Circulation and subscription revenues were down US$6 million due to the US$7 million negative impact of foreign currency fluctuations, “as cover price increases and digital subscriber growth more than offset print volume declines”. (It’s a lag, the fall in circulation revenues will outweigh the gains from higher cover prices from now on until the next price rise.)

Ad revenues fell at a rate of more than US$9 million (around A$14 million) a month, a substantial fall by any measure.

So what does this tell us? That the problems at News on the costs side cannot recover or make up for the revenue losses.

News has already had two major rounds of job cuts that left several hundred journalists and other staff without jobs up to 2019. The cost cuts always lag the falling revenues, which will never be made up, especially at the present time.

The current cuts is acknowledgement that restructuring should have been carried out eight years ago. It wouldn’t have protected the company against the impact of COVID-19 and the lockdowns, but News would have been on a sounder footing from 2013 onwards.

Equally, News shouldn’t have made the APN purchase, bought control of Sky News or grabbed control of Foxtel by buying 15% extra in a deal with Telstra.

That moved control of Fox Sports to Foxtel from News at a time when Foxtel was under growing pressure from streaming video services. News had to support Foxtel with valuable loans ($700 million) in 2019.

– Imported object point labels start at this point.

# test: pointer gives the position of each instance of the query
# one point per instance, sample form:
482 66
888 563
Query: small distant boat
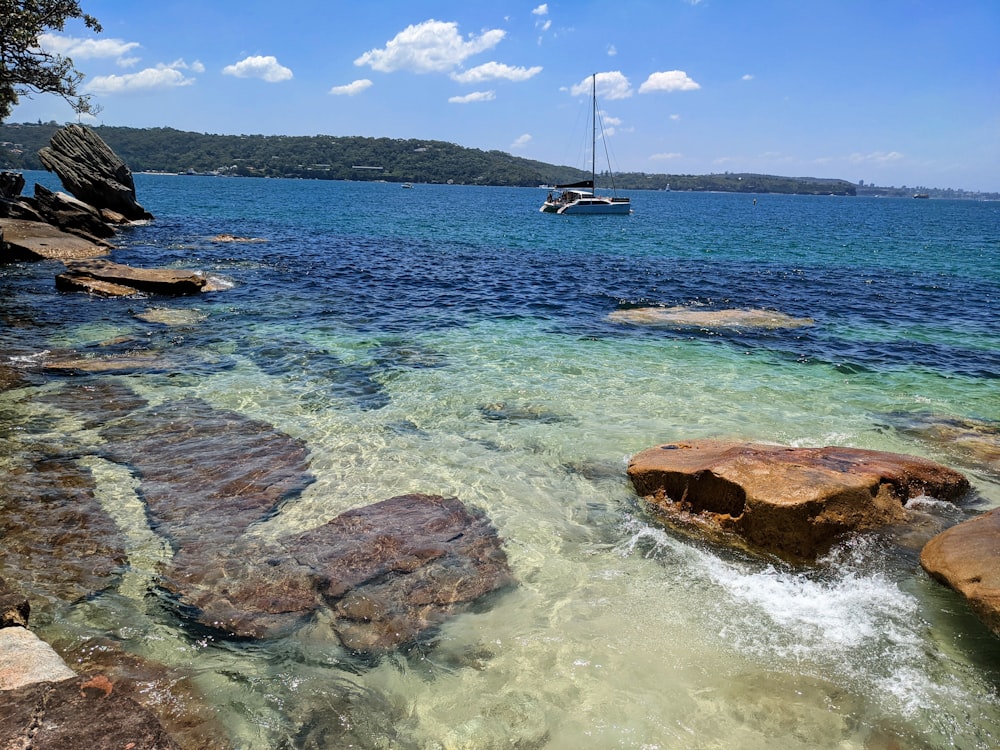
579 197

To the hundreds of jobs going at News Corp Australia in Thursday’s news, add the 500 or so which have already gone at Foxtel so far in 2020. The Foxtel move has already cost News more than US$1.3 billion in impairment write downs because Foxtel was overvalued since 2018.

But overall, executives at News didn’t recognise the threat from the iPhone, social media and changing demographics. They should have done revenue sharing deals with the devils at Facebook and Google and not treated them with contempt and disdain.

News has a roughly 13% stake in HT&E, the owners of two radio networks and an outdoor business (it’s the rump of the old APN News and Media).

News has had that stake “available” for sale for a couple of years and no bites, even though the market value of the holding has sunk from A$115 million to around A$44 million.

There are no bargains left in legacy media, even at what seem to be knockdown prices, only black holes.